TBSが関わる映画の製作事業に携わる形で、TBSに常駐してたんですが、まだ20代で映画のことも右も左もわからない状況で...。"プロダクション・アシスタント"という言い方が正しいのかな? 素材の管理だったり、プロデューサーのアシスタント業務をしたり、それから、テレビ局が映画を作るとなると宣伝が非常に大きな割合を占めるんですが、社内営業でいろんな番組に作品を売り込んだりしていました。映画事業に関わってはいたんですが、その中でも宣伝をメインにやっていましたね。

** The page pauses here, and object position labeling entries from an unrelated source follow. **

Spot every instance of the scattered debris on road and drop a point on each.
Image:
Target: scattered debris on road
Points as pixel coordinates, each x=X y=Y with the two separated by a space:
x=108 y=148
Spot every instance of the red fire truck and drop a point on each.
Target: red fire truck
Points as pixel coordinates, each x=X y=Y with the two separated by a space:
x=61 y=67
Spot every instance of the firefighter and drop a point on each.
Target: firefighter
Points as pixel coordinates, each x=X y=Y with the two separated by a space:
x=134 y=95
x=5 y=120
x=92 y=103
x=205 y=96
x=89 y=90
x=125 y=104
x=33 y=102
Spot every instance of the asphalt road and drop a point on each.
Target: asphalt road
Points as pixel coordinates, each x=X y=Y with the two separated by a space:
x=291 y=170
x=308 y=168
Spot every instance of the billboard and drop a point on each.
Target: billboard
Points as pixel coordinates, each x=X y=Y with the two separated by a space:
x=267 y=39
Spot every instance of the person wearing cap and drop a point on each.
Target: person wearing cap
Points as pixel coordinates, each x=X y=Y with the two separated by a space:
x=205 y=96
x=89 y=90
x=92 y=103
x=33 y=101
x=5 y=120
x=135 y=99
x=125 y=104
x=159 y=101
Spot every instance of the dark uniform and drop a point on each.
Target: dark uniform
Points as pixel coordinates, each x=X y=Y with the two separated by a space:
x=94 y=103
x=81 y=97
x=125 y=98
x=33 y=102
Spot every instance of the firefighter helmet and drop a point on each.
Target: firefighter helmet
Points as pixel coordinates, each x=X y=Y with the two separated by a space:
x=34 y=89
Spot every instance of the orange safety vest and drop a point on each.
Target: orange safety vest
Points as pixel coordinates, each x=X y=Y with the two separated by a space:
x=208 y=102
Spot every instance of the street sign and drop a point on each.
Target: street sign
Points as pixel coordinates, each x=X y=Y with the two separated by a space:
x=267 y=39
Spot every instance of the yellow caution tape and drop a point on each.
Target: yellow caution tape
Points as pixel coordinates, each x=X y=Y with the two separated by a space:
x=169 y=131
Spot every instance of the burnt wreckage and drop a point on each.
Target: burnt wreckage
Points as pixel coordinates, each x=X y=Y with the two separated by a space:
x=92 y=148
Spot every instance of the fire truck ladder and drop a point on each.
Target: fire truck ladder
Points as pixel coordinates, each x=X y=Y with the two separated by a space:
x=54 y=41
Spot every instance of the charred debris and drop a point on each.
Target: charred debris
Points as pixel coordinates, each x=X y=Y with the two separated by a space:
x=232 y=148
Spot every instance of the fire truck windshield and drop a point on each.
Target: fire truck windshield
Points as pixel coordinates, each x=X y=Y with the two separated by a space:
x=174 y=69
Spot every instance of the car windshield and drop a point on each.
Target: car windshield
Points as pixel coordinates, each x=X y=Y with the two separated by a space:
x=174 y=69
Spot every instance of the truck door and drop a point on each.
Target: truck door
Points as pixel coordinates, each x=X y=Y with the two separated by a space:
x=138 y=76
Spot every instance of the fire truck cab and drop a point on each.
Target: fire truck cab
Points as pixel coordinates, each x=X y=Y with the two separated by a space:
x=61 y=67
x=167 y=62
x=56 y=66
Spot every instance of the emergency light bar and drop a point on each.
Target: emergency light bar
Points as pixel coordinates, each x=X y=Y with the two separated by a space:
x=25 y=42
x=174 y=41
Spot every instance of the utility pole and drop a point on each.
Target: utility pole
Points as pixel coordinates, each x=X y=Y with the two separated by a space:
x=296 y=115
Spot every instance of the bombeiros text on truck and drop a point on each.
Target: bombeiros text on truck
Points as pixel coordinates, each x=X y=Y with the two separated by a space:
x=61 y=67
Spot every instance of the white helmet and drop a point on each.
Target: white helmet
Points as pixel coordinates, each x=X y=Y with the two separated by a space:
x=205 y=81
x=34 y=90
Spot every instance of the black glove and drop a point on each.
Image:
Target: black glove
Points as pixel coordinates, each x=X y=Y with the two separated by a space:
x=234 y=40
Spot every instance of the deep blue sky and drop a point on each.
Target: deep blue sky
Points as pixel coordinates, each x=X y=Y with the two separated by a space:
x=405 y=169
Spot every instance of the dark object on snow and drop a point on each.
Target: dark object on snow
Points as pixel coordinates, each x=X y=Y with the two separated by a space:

加えて、放送ではなく映画事業ですから、映画会社、配給会社などの方々とやり取りもありますし、契約書や二次使用に関する権利書のことなどを担当したり、そこで映画事業全般の基礎を勉強させてもらいました。そこで宣伝のことを学ばせてもらえたのは大きかったですね。「映画って宣伝ひとつでこんなに変わるのか!」とその重要性を実感しました。

作品としては『今、会いにゆきます』『どろろ』『嫌われ松子の一生』『NANA』といった作品に関わらせてもらいました。テレビ局が主幹事を務めて次々とヒット作を生み出していた時期で、もちろん僕の関わりは間接的なものですが、そうした成功体験や面白さ、映画興行の特殊性などを肌で感じることができました。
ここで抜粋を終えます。